If Baez hadn't delivered the walk-off hit and the Cubs wound up in extra innings, Maddon said he didn't know if Baez would be able to even play the field on his injured heel and the only player left on the bench was backup catcher Victor Caratini.

"In moments like that, you can only think it so far," Maddon said. "And then at some point, you gotta throw it at the wall and see what happens."

Maddon doesn't know if Baez will be able to play Wednesday night, but plans to make two lineups and then check with the shortstop to see about his status when he arrives at the field.

Baez's Cubs teammates are no longer surprised at the ridiculous things he does or how easy he makes some very difficult tasks look. Bryant joked he was actually upset Baez didn't hit it over the fence for a walk-off grand slam.

"I don't even know what's going on with him half the time anyway," Bryant said. "It's like, 'oh, Javy's pinch-hitting. And then I was debating like, 'don't swing at the first pitch," but I was like, 'no, it's Javy.' 

"It was awesome. He just like goes up there and swings the bat. If he didn't have to run to first base, he wouldn't. It's just like, 'I'm so good, I'm just gonna get this hit and then we're gonna go home.'"

However awe-inspiring Baez's Kirk Gibson impression was, the only reason the Cubs were even in the spot to win the game at that moment was because of the hustle and aggressive baserunning from Bryant. 

His game-tying run on Almora's tapper in front of the plate was huge, but his first trip around the bases was even more impressive. 
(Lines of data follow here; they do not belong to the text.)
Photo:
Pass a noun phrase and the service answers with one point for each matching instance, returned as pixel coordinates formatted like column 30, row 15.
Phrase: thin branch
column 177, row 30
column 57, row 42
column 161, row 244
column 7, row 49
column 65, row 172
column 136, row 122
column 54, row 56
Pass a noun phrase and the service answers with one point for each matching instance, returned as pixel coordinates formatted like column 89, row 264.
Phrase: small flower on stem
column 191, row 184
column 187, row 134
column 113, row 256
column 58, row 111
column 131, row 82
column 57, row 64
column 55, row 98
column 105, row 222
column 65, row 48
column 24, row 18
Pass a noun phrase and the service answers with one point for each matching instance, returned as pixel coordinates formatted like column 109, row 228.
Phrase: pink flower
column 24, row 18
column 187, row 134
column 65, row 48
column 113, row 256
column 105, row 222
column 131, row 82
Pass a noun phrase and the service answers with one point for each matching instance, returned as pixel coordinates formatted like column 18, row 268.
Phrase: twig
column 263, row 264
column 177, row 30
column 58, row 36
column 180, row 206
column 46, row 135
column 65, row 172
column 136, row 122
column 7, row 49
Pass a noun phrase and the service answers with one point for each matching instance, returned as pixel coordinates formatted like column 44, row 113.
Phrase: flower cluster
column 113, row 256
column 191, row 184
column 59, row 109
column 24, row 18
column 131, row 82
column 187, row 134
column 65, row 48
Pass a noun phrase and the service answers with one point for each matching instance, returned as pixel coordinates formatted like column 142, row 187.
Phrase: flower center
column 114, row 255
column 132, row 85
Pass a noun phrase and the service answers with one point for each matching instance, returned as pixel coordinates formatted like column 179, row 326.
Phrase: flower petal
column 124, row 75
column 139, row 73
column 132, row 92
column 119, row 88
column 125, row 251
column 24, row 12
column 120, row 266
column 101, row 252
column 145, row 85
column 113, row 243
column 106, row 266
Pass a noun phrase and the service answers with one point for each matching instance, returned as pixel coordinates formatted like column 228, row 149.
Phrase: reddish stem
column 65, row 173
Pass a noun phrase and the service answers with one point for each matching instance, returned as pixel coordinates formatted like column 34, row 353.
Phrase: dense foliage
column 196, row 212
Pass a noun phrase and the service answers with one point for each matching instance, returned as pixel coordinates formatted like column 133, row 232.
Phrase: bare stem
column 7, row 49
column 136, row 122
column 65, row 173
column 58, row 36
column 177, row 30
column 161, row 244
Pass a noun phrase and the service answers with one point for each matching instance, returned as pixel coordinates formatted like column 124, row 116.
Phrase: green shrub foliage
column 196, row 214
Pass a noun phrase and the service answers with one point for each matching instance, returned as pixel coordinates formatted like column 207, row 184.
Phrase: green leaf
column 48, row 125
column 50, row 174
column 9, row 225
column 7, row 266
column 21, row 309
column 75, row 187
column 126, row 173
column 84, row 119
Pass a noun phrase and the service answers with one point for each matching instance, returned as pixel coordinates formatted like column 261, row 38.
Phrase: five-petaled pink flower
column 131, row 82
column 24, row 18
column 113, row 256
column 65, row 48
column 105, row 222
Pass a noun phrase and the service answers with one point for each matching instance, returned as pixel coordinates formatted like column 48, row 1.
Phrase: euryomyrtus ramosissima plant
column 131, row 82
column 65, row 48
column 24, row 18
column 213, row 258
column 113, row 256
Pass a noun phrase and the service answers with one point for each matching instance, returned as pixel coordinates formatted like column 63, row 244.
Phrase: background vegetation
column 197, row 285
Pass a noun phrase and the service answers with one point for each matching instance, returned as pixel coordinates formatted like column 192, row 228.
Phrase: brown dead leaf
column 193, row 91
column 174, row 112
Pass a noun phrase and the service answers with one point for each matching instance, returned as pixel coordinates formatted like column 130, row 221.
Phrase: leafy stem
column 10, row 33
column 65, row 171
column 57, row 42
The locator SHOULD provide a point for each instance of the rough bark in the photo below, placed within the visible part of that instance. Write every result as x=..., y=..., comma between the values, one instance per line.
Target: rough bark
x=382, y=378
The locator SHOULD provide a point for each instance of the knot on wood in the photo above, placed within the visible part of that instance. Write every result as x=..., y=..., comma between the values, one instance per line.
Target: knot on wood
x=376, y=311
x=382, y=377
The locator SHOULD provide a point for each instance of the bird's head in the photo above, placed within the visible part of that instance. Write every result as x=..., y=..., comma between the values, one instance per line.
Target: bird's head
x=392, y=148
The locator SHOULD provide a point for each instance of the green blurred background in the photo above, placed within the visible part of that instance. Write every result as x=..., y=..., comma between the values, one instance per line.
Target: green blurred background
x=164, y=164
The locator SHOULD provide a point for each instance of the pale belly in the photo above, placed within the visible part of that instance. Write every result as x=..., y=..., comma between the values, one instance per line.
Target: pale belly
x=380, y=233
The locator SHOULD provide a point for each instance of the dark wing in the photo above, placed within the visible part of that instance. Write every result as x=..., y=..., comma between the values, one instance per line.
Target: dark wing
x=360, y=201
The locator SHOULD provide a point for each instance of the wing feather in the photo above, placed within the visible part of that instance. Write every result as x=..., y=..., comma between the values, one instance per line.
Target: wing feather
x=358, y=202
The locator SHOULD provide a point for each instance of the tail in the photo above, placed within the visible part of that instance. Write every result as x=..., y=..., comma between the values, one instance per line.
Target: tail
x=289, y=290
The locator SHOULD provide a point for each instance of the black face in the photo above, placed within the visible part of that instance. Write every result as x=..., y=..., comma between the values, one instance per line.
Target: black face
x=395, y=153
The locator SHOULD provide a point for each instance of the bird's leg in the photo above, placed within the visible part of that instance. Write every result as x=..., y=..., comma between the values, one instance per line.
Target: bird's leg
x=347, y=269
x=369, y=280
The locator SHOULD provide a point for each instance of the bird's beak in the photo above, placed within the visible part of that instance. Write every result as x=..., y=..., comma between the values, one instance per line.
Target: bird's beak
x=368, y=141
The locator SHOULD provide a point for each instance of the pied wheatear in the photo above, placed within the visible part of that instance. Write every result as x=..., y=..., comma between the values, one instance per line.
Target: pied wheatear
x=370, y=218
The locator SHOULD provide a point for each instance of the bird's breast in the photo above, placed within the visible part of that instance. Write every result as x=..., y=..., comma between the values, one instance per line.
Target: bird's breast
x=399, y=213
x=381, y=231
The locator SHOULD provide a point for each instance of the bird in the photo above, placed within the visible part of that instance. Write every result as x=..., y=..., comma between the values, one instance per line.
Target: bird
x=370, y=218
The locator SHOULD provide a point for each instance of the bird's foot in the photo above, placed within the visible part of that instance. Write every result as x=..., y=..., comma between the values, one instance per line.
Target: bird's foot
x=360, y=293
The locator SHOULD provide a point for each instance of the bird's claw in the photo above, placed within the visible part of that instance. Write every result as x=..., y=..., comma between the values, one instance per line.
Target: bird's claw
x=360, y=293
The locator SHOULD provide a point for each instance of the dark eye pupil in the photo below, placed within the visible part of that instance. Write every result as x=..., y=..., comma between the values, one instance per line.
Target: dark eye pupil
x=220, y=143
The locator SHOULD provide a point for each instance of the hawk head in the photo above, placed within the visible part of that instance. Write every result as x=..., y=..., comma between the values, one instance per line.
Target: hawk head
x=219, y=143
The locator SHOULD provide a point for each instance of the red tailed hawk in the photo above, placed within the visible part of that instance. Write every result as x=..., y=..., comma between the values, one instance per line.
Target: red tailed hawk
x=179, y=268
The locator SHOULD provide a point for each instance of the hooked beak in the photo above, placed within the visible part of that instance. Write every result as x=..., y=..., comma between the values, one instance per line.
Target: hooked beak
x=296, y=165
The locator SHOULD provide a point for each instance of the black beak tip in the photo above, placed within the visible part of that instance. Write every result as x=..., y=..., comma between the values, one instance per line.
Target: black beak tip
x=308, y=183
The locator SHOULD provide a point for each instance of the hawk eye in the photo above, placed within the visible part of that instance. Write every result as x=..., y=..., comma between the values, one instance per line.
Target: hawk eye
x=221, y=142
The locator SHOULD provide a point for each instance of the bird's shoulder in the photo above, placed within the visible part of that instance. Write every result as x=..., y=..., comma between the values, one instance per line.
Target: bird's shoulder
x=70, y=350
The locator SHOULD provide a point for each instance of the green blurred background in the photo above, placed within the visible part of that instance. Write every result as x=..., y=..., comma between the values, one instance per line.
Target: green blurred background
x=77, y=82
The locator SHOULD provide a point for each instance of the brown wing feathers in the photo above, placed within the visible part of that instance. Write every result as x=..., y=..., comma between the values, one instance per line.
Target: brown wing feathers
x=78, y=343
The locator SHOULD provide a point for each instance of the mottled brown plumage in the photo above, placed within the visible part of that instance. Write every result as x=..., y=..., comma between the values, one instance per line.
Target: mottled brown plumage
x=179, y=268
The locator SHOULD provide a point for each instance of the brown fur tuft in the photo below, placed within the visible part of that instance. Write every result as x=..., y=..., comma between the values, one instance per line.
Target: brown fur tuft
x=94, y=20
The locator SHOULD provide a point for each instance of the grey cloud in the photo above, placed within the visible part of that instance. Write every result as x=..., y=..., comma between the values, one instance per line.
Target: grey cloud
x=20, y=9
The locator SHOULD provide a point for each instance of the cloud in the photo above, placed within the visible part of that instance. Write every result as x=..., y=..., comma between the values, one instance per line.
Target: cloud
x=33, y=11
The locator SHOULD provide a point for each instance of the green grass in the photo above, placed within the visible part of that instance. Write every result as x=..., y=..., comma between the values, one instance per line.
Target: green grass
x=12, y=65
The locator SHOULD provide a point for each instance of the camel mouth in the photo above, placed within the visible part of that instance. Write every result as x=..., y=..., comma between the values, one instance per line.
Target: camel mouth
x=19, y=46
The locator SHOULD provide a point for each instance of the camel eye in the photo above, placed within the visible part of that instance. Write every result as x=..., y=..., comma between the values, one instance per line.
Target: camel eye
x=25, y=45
With Bryant on second base and Rizzo on first in the first inning, both runners were off on the full-count pitch to Contreras, who hit a routine grounder to Phillies shortstop Jean Segura. As Segura made the throw to first to retire Contreras, Bryant never hesitated around third base and scored on some heads-up, aggressive baserunning that looked like a page right out of the El Mago Playbook.

Bryant said as he was running, he thought about what it's like to play the left side of the infield on such a routine play and felt like he could catch the Phillies by surprise.

"I saw [third base coach Brian Butterfield] holding me up, too, and I just kept going," Bryant said. "I almost felt like I had eyes in the back of my head. It was kind of like one of those experiences that it's hard to explain, but I just kept going."

That run was all Jose Quintana and the Cubs needed for six innings, until Carl Edwards Jr. came on in relief for the seventh. Edwards allowed a leadoff single and then a double two batters later, giving way to Brandon Kintzler with two outs.

Kintzler gave up a groundball single up the middle to Andrew McCutchen and just like that, the Cubs' thin 1-0 lead had evaporated in the blink of an eye. And with the offensive issues (they were 0-for-10 with runners in scoring position before Baez's hit), that looked to be enough to send the Cubs to their second straight defeat in frustrating fashion.

But the magic of El Mago and Bryant allowed the Cubs to snatch victory from the jaws of defeat and send fans home happy and with a little more belief that this just might be a special summer on Chicago's North Side.